Le capital minimum pour qu’une banque obtienne son agrément doit être revu à la hausse. C’est la conviction de M. Abdoul Mbaye, ancien directeur de la Banque de l’habitat du Sénégal. M. Mbaye est aussi revenu avec nous sur les problèmes du système bancaire sénégalais.
Reussirbusiness : Pourquoi le taux de bancarisation est encore faible au Sénégal ?
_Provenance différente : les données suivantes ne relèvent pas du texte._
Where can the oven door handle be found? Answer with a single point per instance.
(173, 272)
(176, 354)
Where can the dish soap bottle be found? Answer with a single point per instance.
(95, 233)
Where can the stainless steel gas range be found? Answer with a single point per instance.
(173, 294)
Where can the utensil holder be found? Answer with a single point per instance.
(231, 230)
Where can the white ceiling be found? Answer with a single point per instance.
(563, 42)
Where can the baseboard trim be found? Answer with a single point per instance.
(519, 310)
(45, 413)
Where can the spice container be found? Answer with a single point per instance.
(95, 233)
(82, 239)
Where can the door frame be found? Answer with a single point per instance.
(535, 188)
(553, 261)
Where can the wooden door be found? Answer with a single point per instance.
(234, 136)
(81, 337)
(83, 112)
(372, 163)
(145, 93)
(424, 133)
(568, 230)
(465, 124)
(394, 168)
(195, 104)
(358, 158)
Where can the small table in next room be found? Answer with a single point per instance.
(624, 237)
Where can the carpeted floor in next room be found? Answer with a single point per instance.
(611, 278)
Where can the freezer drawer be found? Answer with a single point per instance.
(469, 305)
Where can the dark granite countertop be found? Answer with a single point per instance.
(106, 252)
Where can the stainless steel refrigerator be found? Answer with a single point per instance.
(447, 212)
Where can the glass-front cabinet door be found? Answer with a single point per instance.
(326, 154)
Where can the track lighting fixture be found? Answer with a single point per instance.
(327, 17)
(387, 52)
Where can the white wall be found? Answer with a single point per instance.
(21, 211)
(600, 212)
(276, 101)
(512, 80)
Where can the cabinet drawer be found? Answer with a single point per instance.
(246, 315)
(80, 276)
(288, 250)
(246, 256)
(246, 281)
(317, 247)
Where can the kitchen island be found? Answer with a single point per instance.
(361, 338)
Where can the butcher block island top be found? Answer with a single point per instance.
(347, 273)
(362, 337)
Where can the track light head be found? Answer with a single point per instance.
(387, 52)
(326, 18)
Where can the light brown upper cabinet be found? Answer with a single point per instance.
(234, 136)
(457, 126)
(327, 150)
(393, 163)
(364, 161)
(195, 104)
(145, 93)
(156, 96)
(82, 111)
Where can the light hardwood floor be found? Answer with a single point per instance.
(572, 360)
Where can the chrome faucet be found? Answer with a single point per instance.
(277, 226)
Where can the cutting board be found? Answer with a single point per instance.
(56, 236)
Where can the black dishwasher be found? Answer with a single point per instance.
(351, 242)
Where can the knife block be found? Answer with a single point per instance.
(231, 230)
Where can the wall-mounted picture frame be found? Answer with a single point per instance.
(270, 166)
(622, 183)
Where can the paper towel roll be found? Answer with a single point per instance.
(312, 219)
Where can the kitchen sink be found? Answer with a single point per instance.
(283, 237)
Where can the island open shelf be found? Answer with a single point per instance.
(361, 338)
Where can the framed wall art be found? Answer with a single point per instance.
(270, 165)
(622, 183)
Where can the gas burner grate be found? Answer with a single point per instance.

Abdoul Mbaye : Il y a plusieurs facteurs notamment culturels. Parce que la banque c’est le chèque, c’est écrit. C’est un premier facteur de blocage. Il y en a d’autres qui sont liés aux conditions imposées par les banques pour l’ouverture d’un compte. Il y a également des contraintes comme celles qui pèsent sur l’acceptation du chèque, très souvent il est en bois, il est sans provisions et la monnaie scripturale manque de confiance vis-à-vis de ceux qui doivent l’accepter. Mais je crois qu’il est important d’atténuer cette opinion sur la non-utilisation des systèmes bancaires par une certaine frange de la population par le fait que le système financier décentralisé connait des progrès au Sénégal. Il y a une floraison de mutuelles d’épargne et de crédit, elles sont en train d’assurer l’apprentissage à la population dans le domaine de la pratique bancaire.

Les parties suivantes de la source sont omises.